RLC Parallel Circuit Calculator

An RLC parallel circuit consists of a resistor (R), inductor (L), and capacitor (C) connected in parallel across the same voltage source. Each component carries its own current while sharing the same voltage.

Total impedance is calculated using the admittance method: Z = 1/Y, where Y = √(G² + (BC - BL)²). G is conductance (1/R), BC is capacitive susceptance (1/XC), and BL is inductive susceptance (1/XL).

Inductive reactance (XL) = 2πfL opposes current changes in an inductor. Capacitive reactance (XC) = 1/(2πfC) opposes voltage changes in a capacitor. Both are measured in ohms and depend on frequency.

In parallel RLC circuits, inductive and capacitive currents are 180° out of phase. They partially cancel each other out, so the total current (vector sum) can be smaller than the largest individual branch current.

At resonance, inductive and capacitive reactances are equal (XL = XC), so their currents cancel out completely. The total current equals only the resistive current, and impedance is at its maximum value.

Frequency changes the reactances: XL increases with frequency while XC decreases. This affects the current distribution and total impedance. At low frequencies, capacitive current dominates; at high frequencies, inductive current dominates.

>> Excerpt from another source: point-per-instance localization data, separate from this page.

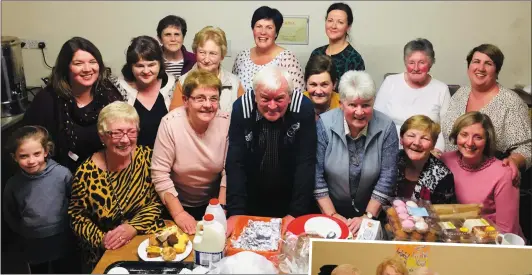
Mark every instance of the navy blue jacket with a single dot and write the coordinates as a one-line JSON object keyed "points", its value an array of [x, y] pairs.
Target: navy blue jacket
{"points": [[246, 193]]}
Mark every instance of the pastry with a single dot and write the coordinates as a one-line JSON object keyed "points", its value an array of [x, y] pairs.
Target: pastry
{"points": [[431, 237], [397, 203], [163, 235], [153, 241], [153, 251], [168, 254], [421, 227], [401, 210], [407, 225], [404, 216], [180, 247], [400, 235], [183, 238], [172, 240], [416, 236]]}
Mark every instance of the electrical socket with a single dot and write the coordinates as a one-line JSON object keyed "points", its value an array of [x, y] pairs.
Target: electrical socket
{"points": [[31, 44]]}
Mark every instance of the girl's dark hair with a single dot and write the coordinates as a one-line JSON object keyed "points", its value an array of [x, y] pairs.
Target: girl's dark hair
{"points": [[266, 12], [60, 73], [318, 64], [36, 132], [146, 48], [343, 7], [172, 21]]}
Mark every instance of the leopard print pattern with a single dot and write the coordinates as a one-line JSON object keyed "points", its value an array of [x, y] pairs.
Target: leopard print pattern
{"points": [[94, 208]]}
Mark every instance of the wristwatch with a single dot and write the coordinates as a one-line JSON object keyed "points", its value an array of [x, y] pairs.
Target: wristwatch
{"points": [[369, 215]]}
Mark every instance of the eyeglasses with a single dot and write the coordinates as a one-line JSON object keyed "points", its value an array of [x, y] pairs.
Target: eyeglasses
{"points": [[202, 99], [117, 135]]}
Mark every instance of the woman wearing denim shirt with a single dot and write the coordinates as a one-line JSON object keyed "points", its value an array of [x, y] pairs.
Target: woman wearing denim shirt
{"points": [[356, 155]]}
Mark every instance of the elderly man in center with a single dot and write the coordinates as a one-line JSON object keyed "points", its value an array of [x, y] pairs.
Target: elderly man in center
{"points": [[356, 156], [272, 150]]}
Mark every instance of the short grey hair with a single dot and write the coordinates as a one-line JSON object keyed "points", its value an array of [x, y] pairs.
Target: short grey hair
{"points": [[356, 84], [271, 78], [420, 45], [117, 111]]}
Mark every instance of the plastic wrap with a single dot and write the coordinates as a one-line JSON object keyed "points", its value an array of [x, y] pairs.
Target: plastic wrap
{"points": [[294, 256]]}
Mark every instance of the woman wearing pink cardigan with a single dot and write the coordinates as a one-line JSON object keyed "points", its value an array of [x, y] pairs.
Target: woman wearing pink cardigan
{"points": [[189, 152], [479, 177]]}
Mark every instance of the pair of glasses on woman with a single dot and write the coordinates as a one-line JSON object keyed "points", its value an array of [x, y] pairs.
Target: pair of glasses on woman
{"points": [[202, 99], [117, 134]]}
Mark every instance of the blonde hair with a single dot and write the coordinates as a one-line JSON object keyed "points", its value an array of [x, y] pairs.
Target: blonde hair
{"points": [[271, 78], [356, 84], [116, 111], [200, 79], [471, 118], [422, 123], [215, 34], [345, 269], [394, 262]]}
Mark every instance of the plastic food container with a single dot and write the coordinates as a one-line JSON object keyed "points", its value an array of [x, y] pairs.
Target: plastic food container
{"points": [[412, 220]]}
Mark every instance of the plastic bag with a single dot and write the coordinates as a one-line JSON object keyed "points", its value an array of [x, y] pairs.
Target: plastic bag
{"points": [[245, 262], [294, 256]]}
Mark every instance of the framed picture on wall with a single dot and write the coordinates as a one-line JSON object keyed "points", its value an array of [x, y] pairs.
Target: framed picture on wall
{"points": [[294, 30]]}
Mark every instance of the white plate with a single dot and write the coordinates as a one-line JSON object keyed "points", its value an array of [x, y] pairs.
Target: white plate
{"points": [[144, 255], [323, 226]]}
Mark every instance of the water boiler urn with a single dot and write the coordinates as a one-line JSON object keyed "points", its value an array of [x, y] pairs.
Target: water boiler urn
{"points": [[14, 93]]}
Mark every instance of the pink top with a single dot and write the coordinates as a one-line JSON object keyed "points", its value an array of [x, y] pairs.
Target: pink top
{"points": [[491, 186], [187, 164]]}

Admittance (Y) is the reciprocal of impedance (Y = 1/Z) and represents how easily current flows through the circuit. It's measured in siemens (S) and is calculated as the vector sum of conductance and susceptances.

Total power is calculated as P = I²R or P = V²/R, where only the resistive component dissipates real power. Reactive components (L and C) store and release energy but don't consume power over a complete cycle.